The case against Chris Ward (26), collapsed amid dramatic scenes at Belfast Crown Court.
Mr Ward, from Colinmill, Poleglass, west Belfast had also denies also denied two charges of abducting banker Kevin McMullan and his wife Kyran during the robbery in December 2004.
Prosecutors claimed he was the inside man in the raid, which PSNI Chief Constable blamed on the Provisional IRA, a charged denied by Sinn Fén.
The trial, which started on September 9th, heard the families of Mr Ward and Mr McMullan were held hostage in their homes in west Belfast and Co Down while the key-holders for the bank’s vault went to work in December 2004.

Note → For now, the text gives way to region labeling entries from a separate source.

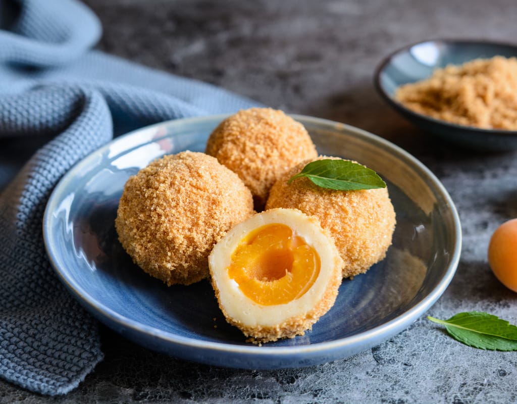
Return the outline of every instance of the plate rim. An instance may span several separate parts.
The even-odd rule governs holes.
[[[382,98],[391,107],[398,110],[401,113],[405,114],[413,119],[420,119],[427,122],[430,124],[445,126],[449,130],[461,130],[461,131],[472,131],[477,134],[494,137],[495,136],[504,136],[510,137],[517,136],[517,130],[507,130],[505,129],[484,129],[483,128],[478,128],[475,126],[467,126],[466,125],[455,124],[452,122],[448,122],[445,121],[436,119],[427,115],[416,112],[409,108],[406,108],[403,104],[397,101],[394,97],[388,94],[384,87],[381,83],[381,75],[384,71],[386,66],[395,57],[402,53],[407,52],[413,47],[418,45],[423,44],[426,43],[443,43],[446,44],[467,44],[469,45],[493,45],[495,46],[505,47],[508,48],[512,48],[515,50],[515,57],[517,57],[517,43],[510,42],[500,42],[498,41],[491,40],[490,39],[475,39],[472,38],[436,38],[425,39],[418,41],[409,44],[405,45],[399,48],[394,51],[392,51],[387,56],[385,56],[379,64],[377,65],[373,73],[373,84],[377,92],[381,95]]]
[[[107,325],[112,328],[113,328],[112,324],[116,324],[119,327],[119,329],[115,331],[119,334],[121,334],[120,330],[127,328],[131,332],[136,332],[137,334],[144,334],[146,337],[157,338],[162,341],[172,343],[175,347],[188,347],[190,349],[201,349],[204,351],[224,351],[227,354],[233,353],[240,355],[251,355],[254,357],[258,356],[259,357],[264,357],[264,358],[270,357],[271,355],[274,355],[276,357],[279,357],[280,359],[282,357],[285,358],[296,354],[310,354],[311,356],[314,356],[316,354],[322,355],[325,354],[326,352],[328,354],[330,351],[335,351],[336,350],[344,351],[346,349],[349,349],[356,346],[359,346],[361,342],[364,343],[364,341],[366,341],[379,340],[380,338],[383,337],[383,336],[387,338],[402,331],[409,324],[416,320],[426,310],[434,304],[448,286],[455,273],[459,263],[461,252],[462,235],[459,216],[452,198],[441,182],[439,181],[429,169],[425,167],[425,165],[416,157],[389,141],[363,129],[346,124],[303,115],[290,115],[296,120],[311,122],[317,124],[331,126],[340,128],[348,132],[349,134],[351,133],[356,137],[363,138],[366,138],[370,141],[385,146],[388,150],[396,152],[399,155],[397,156],[398,158],[403,157],[406,161],[410,162],[413,165],[424,173],[432,181],[433,185],[436,188],[437,190],[440,192],[441,196],[443,198],[446,204],[450,211],[453,219],[451,224],[454,230],[454,232],[453,234],[451,235],[451,238],[453,237],[453,242],[451,243],[453,244],[452,256],[449,261],[448,267],[444,273],[444,275],[440,279],[436,286],[430,293],[422,298],[421,301],[413,306],[409,309],[404,311],[394,318],[373,328],[344,338],[337,338],[331,341],[315,342],[308,345],[282,347],[268,346],[267,345],[263,345],[261,347],[258,347],[252,344],[250,344],[249,345],[237,345],[229,342],[211,341],[184,337],[169,332],[164,331],[154,327],[146,325],[138,321],[128,318],[104,306],[102,302],[98,302],[88,294],[87,291],[85,290],[77,285],[75,282],[73,281],[73,280],[69,279],[66,276],[66,273],[63,272],[59,268],[57,264],[58,259],[57,258],[57,255],[55,255],[54,249],[52,247],[51,242],[53,239],[51,232],[53,222],[53,215],[52,213],[57,206],[56,204],[59,200],[58,197],[60,194],[60,189],[64,187],[65,184],[67,182],[70,181],[80,171],[83,166],[87,164],[88,162],[88,160],[95,158],[95,155],[102,154],[108,150],[114,143],[124,141],[125,139],[127,139],[130,137],[138,136],[140,134],[140,132],[144,130],[147,130],[161,126],[167,126],[169,128],[171,126],[174,127],[176,125],[181,125],[185,124],[188,124],[190,121],[196,121],[197,122],[199,122],[200,121],[218,122],[227,116],[229,115],[227,114],[173,119],[160,122],[137,129],[115,138],[110,142],[87,155],[70,169],[62,177],[53,190],[45,207],[42,221],[45,249],[51,266],[58,278],[65,285],[74,297],[79,300],[84,307],[88,309],[90,313],[93,314],[100,321],[102,322],[105,322],[102,321],[102,319],[104,319],[111,322],[112,324],[108,324]],[[303,122],[302,123],[303,123]],[[137,147],[140,147],[140,146],[141,145],[139,145]],[[126,152],[127,150],[124,150],[124,151]],[[99,315],[102,318],[99,318]],[[366,348],[365,348],[364,349]],[[363,350],[361,349],[360,350]],[[360,350],[357,351],[357,352],[360,352]],[[174,355],[173,353],[171,353],[171,354]],[[339,357],[336,357],[330,360],[335,360],[338,358]],[[200,360],[197,360],[197,361],[200,362],[203,362],[203,361]],[[326,362],[328,362],[328,360],[326,360]],[[315,363],[309,363],[307,366],[313,364],[315,364]],[[293,366],[286,366],[281,367],[293,367]],[[279,367],[276,367],[275,368],[279,368]]]

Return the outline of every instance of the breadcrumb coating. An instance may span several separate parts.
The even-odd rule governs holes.
[[[237,173],[257,209],[279,176],[317,156],[303,126],[271,108],[242,110],[227,118],[210,134],[205,152]]]
[[[322,158],[337,158],[321,156]],[[319,218],[332,234],[343,261],[343,277],[366,272],[383,260],[391,244],[395,211],[387,188],[338,191],[319,187],[305,177],[287,185],[311,161],[298,164],[271,187],[266,209],[299,209]]]
[[[263,306],[234,289],[237,284],[230,280],[228,267],[233,251],[244,237],[265,225],[278,223],[311,240],[321,267],[314,283],[301,296],[286,303]],[[255,343],[303,335],[333,305],[341,283],[343,262],[330,232],[322,227],[317,217],[298,210],[272,209],[239,223],[214,247],[209,262],[212,286],[226,321],[239,328],[249,337],[249,342]]]
[[[186,151],[129,178],[115,228],[144,271],[169,286],[190,285],[208,276],[214,246],[253,213],[251,193],[235,173],[214,157]]]

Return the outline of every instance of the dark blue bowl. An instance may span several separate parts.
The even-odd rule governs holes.
[[[385,59],[375,74],[377,91],[410,121],[447,142],[489,151],[517,149],[517,131],[480,129],[434,119],[406,108],[394,98],[398,87],[429,77],[437,68],[478,58],[517,56],[517,46],[484,41],[437,40],[409,45]]]

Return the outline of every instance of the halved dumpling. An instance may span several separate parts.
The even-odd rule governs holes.
[[[208,257],[226,321],[254,342],[302,335],[333,305],[342,261],[315,217],[295,209],[257,214]]]

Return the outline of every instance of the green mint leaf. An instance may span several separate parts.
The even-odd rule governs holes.
[[[325,159],[309,163],[287,184],[297,178],[307,177],[323,188],[339,191],[386,188],[386,183],[373,170],[346,160]]]
[[[460,342],[480,349],[517,351],[517,326],[482,311],[459,313],[448,320],[428,319],[445,326]]]

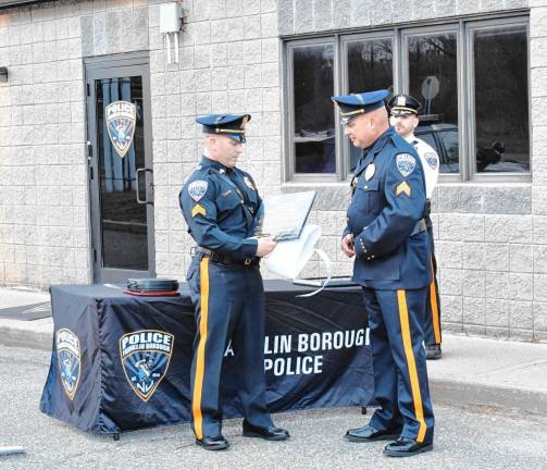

Prosecution counsel Gordon Kerr QC said the case had been brought before the court based on circumstantial evidence.
“An essential strand related to the circumstances in which the defendant came to be on the rota of the late shift of the Northern Bank on the day of the robbery. (It was) Fundamental in the case to the prosecution inviting the court to draw inference from other parts of the case.”
He added that differences had arisen during the trial around the rota which prompted the rethink.
“Having considered the remaining evidence and the advice of counsel... it has been concluded that it would not be proper to make further submissions.”
Trial judge Mr Justice McLaughlin said: “I consider the decision of the Director for Public Prosecutions to be fully justified and proper.
“Given the decision to present no further evidence, I could not arrive at any other verdict and I conclude that Chris Ward is not guilty of the three counts in front of me.”
Mr Ward’s solicitor, Niall Murphy, said hs client was relieved that his innocence "has finally been vindicated".
He said Mr Ward and his family were devastated by the trial.
Sinn Féin Assembly member Alex Maskey claimed the decision to prosecute Mr Ward was politically motivated.
“This case was about trying to prove a political theory about who was responsible for this robbery. It was not about finding those who were responsible," he said. “It seems that the evidence against Mr Ward consisted of the fact that he was a Catholic living in west Belfast.”
Meanwhile, Northern Bank said this afternoon it was disppointed at the collapse of the trial into the robbery.
"The Northern Bank robbery was an extremely serious crime carried out by ruthless and dangerous criminals in a violent manner. It is disappointing that such a major crime remains unsolved. All those caught up in the robbery were traumatised by what happened and we would ask the press and media to respect their privacy at this time," the bank said in a statement.